The first four blocks of Scrubs Camp included About Asthma, Biomedical Engineering, Pharmacy Careers, and What is an Anesthetist? Groups of approximately 20 high school students rotated throughout the day between each block.
Milt Green, Certified Registered Nurse Anesthetist (CRNA) at Regions Hospital, gave a short presentation about becoming an anesthetist before allowing the students to ask him questions about his career. Green encouraged the students to come and shadow him at Regions Hospital after graduation.
“You never know until you see the profession yourself,” said Green. When asked about his favorite part, Green said that he enjoys work with trauma patients. After the presentation, students experienced putting a patient under anesthesia using mannequins and medical tools.
Scott Bosch, Manager of Clinical Engineering Services and Medical Technology at Park Nicollet Health Services, and Rodney Nolen, Manager of Biomedical Engineering at Fairview Health Services, talked to the students about biomedical engineering and allied health careers. “Not everybody needs a four-year degree to work in a hospital,” said Bosch.
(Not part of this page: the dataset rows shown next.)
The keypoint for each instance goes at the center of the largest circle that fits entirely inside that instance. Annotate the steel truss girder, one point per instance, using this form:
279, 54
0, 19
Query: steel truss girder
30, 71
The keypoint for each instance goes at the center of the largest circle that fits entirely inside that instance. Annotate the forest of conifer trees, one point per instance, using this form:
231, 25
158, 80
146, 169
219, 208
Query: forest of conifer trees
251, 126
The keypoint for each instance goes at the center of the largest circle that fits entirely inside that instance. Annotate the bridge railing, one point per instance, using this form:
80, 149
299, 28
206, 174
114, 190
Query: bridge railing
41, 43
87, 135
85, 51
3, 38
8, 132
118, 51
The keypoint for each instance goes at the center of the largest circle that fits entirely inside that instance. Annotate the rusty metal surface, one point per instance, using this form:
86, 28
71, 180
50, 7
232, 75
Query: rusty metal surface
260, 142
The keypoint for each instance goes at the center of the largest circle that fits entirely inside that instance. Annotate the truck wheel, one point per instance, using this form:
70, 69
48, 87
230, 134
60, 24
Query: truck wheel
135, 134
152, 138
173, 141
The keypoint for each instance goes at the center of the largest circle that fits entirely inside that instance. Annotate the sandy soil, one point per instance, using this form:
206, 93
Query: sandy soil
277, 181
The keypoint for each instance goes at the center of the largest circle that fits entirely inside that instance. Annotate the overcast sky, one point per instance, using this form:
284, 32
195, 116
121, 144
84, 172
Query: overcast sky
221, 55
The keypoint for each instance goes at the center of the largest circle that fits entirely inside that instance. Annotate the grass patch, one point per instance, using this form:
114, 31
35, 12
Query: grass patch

Shannon Greely, Recruiting Coordinator at the University of Minnesota College of Pharmacy, talked to the students about the timeline for pharmacy school and what to expect in a pharmacy career. Students also completed a hands-on compounding activity using Vanicream, cornstarch, and glycerin to create a custom medication. Jenny Kelley, Clinical Care Supervisor and Asthma Program Coordinator at Hennepin County Medical Center, presented information about the significance of asthma and pursuing a career around asthma.
On day two of camp, students got the chance to try their hand at pediatric care. Children’s hospital was on-site with their training simulation van. The advanced equipment offered students the opportunity to train like practicing healthcare professionals.
“Our doctors use this van to practice their skills, so they can deliver the best patient care possible,” said the pediatric nurse. The simulation van was equipped with a state-of-the-art mock emergency room and technology that allowed the students to monitor the neurological and physiological symptoms of their four-year-old “patient".
The campers took turns checking for breathing and offering diagnoses. After diagnosing their patient with pneumonia and trouble breathing, the students got to administer a sedative and paralytic, and even inserted a breathing tube.
The mission of Scrubs Camp is to foster a pathway to careers in health care by educating students and exposing them to the variety of careers available in the field. The diverse blocks offered at the camp ensure that there is “something for everyone.” Three third-year students from the University of Minnesota College of Veterinary Medicine taught the campers about providing medical care to animals. First, the volunteers gave the students a brief overview about the differences between caring for humans and animals.
After the overview, it was time to put what they had learned into practice. Plush dogs equipped with mock internal organs served as the “patients.” After assessing their patients, the students determined the animals needed surgical care. They had to “scrub in” for surgery and maintain a sterile environment to provide proper patient care. As students worked in teams to save patients’ lives, they learned about the collaboration, attention to detail, and time management that is necessary in veterinary surgical operations.
On the third day of Scrubs Camp, participants took part in blocks about medical equipment applications, geriatric care, and sports medicine and rehabilitation. One of the most fun activites of the camp took place in the geriatric care block, with the use of age suits.
Winona State nursing student Emily Jansen led the session, introducing participants to the concept of geriatric care. Students were invited to try on age suits, which were composed of several different aspects. Clouded glasses simulated cataracts, while gloves simulated a loss of touch and struggle with fine motor skills. Neck braces introduced students to lack of mobility, while full-body suits with straps and rods simulated arthritis, hunched backs, and difficulty bending and moving. Students got to experience all these effects of aging before debriefing together.
Students found the experience both challenging and enjoyable. The activity was fun temporarily, but many students expressed frustration at their inability to do things that had previously seemed simple, even unconscious. “Empathy is an essential part of geriatric care,”noted Jansen. “It’s not easy for elderly people to do things we think of as easy. It can be frustrating, especially when working with degenerative diseases, but these people aren’t stupid; they had jobs and lives, and are very intelligent people.”